Fig. 3.

Diffusion of small organic dye labeled lipids in the plasma membrane of living mammalian cells. (A) Mean squared displacement (MSD) vs. time lag Δt along trajectories for Atto647N-labeled lipids diffusing in a supported lipid bilayer (SLB) and in the plasma membrane of live mammalian PtK2 cells. The examples show PE, SM and SM after COase treatment.
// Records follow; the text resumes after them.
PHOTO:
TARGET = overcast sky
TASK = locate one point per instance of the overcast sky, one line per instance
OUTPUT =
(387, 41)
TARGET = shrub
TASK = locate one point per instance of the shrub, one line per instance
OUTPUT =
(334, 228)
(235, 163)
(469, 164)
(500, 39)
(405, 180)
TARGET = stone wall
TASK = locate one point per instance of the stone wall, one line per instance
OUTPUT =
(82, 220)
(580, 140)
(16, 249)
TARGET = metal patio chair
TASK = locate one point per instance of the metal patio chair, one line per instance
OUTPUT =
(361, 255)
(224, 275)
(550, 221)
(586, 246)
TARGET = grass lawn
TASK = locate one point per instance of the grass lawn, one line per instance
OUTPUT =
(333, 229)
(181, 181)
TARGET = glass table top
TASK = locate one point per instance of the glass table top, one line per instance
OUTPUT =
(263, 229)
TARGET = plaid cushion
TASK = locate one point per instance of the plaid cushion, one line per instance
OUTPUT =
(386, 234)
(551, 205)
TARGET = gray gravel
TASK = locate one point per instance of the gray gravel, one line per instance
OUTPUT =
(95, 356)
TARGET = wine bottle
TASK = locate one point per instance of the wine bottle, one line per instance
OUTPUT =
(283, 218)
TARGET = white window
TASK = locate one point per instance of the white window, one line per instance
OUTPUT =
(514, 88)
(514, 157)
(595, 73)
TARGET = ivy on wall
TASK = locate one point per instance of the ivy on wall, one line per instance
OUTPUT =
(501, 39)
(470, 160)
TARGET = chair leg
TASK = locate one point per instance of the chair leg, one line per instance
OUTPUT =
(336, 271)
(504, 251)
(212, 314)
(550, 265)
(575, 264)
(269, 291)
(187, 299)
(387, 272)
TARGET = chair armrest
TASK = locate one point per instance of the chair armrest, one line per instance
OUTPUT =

The deviation from a linear dependence MSD(Δt), indicating non-Brownian motion, is lowest for PE and largest for SM. The deviation from linear behavior starting at ∼(95 nm)² for SLB is due to the finite observation area (of radius R = 110 nm in this case). (B) Typical examples of the cumulative probability P(Δr²,Δt) as a function of time lag Δt and squared displacement Δr² for all cases. Number of trajectories: 972 (PE), 2518 (SM), 2879 (SM-COase), and 1764 (SLB). The faster the lipid diffuses, the quicker it explores space, i.e., the more P(Δr²,Δt) flattens with longer lag time. SM shows a clear signature of dominant trapping, which is substantially reduced after COase treatment. (C) Results of global fits to P(Δr²) to a model containing a freely diffusing and a strictly stationary regime. The fraction of time α spent in the mobile regime differed substantially between PE and SM. PE was largely mobile, though did show short trapping, while SM was frequently trapped and remained in the stationary regime for most of the time. Cholesterol depletion by COase treatment led to higher mobility of SM. Values of SM-COase vary more strongly as the COase impact is somewhat variable.